The IIHTT concludes that Acetazolamide when used in IIH patients with mild visual loss produces a modest improvement in vision and it has its greatest effect on visual field function and papilledema in the first month of escalating dosage similar to our experience; while Acetazolamide-plus-diet patients lost twice as much weight as placebo plus-diet patients, the acetazolamide effect on visual loss was independent of the weight loss. Witch could explain the necessity for surgery in our patients who had issues losing weight as the effect of Acetazolamide alone was not enough.Many IIHTT subjects tolerated maximal dosages of acetazolamide. While there were many expected side effects, quality of life measures were significantly better in the acetazolamide-plus-diet group. There was no permanent morbidity from acetazolamide use Similar to our series where the Positive acetazolamide-related effects on quality of life outweighed the side-effects of acetazolamide. However in IIHTT; IIH patients on acetazolamide as the only diuretic did not need potassium supplementation. While , in our study it was needed for all the patients.

As far as we know, few other medications belonging to the CAI pharmacologic class, apart AAZ, were investigated in clinical trials for the treatment of IIH, but the in vitro inhibition data analyzed in previous studies of several drugs may provide the rationale for using other agents, such as MZA, TPM and ZNS in future clinical trials for the management of IIH(40),  Because we need to keep in mind that both acetazolamide and topiramate cause metabolic acidosis, by inhibiting carbonic anhydrase enzymes required for effective bicarbonate reabsorption in the kidneys (41), In the 2014 IIH Treatment Trial, patients were treated with acetazolamide up to 4 g daily, with an average adherence of 89% in the treatment group (42,43). Seventeen treated IIH patients (20%) experienced 23 metabolic adverse effects, including metabolic acidosis (n = 6), decreased appetite (n = 6), hyperchloremia (n = 4), hypokalemia (n = 4), and dehydration (n = 2) (42,43), hence why Individuals using acetazolamide for IIH should be monitored for electrolyte imbalances and tachypnea.
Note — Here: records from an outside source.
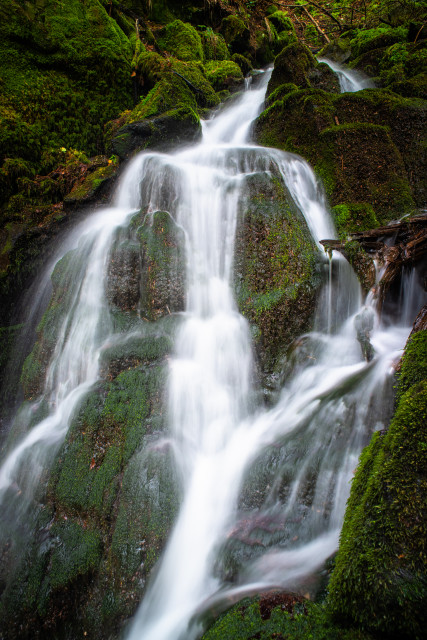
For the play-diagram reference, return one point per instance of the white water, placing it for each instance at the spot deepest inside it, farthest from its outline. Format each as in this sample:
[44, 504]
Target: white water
[323, 415]
[350, 80]
[330, 402]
The repetition of evacuating lumbar punctures associated to acetazolamide sometimes allows a full recovery. The mechanism by which Optic nerve sheath decompression (ONSD) works has not been clarified.  The lumboperitoneal (L-P) technique has traditionally been the method of choice if case of medical treatment failure.
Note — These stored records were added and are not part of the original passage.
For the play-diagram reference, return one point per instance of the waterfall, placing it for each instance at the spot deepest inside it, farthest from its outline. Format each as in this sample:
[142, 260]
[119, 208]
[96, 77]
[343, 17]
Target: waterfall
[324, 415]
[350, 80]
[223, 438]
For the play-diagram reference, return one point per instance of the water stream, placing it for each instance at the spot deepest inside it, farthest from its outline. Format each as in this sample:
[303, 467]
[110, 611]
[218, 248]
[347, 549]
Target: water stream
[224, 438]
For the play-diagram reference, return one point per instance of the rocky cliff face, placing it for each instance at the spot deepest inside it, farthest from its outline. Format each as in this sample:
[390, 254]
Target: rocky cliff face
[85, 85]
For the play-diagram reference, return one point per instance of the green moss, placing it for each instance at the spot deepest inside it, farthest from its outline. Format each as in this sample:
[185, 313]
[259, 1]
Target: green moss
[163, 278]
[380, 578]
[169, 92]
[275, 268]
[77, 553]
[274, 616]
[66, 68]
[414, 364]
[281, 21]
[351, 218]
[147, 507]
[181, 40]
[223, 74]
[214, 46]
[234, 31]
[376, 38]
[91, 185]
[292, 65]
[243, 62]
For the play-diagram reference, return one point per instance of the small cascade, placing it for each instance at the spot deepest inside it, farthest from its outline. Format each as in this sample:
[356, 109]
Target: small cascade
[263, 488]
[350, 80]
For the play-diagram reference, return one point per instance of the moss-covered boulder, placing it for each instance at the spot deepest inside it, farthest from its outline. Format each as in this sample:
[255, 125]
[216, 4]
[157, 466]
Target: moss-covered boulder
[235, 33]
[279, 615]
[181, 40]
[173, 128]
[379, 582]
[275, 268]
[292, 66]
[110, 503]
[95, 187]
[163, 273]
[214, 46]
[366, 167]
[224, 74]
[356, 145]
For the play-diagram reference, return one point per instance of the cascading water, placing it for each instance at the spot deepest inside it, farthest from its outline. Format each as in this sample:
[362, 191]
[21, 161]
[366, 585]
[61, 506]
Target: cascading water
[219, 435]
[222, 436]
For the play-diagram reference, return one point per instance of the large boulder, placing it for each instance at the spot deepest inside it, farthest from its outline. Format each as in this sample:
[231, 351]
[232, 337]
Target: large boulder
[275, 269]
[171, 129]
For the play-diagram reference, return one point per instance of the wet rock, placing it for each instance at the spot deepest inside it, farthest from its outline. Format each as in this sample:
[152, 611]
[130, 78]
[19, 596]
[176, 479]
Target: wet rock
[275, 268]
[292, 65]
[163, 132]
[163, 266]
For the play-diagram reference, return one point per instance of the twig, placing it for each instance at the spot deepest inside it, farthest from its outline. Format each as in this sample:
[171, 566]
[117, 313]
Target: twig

Given this evidence, it seems logical that when medication is being considered in patients with IIH with mild visual field loss, acetazolamide along with diet promoting weight loss must be considered the first-line therapeutic strategy in most cases. However medical and surgical treatment of patients with IIH is often challenging, requiring integration of the history, examination, and clinical course and The management approach should be tailored for each patient according to the severity of vision loss, severity of papilledema, severity of symptoms, response to medical therapy, and ability to tolerate medical therapy.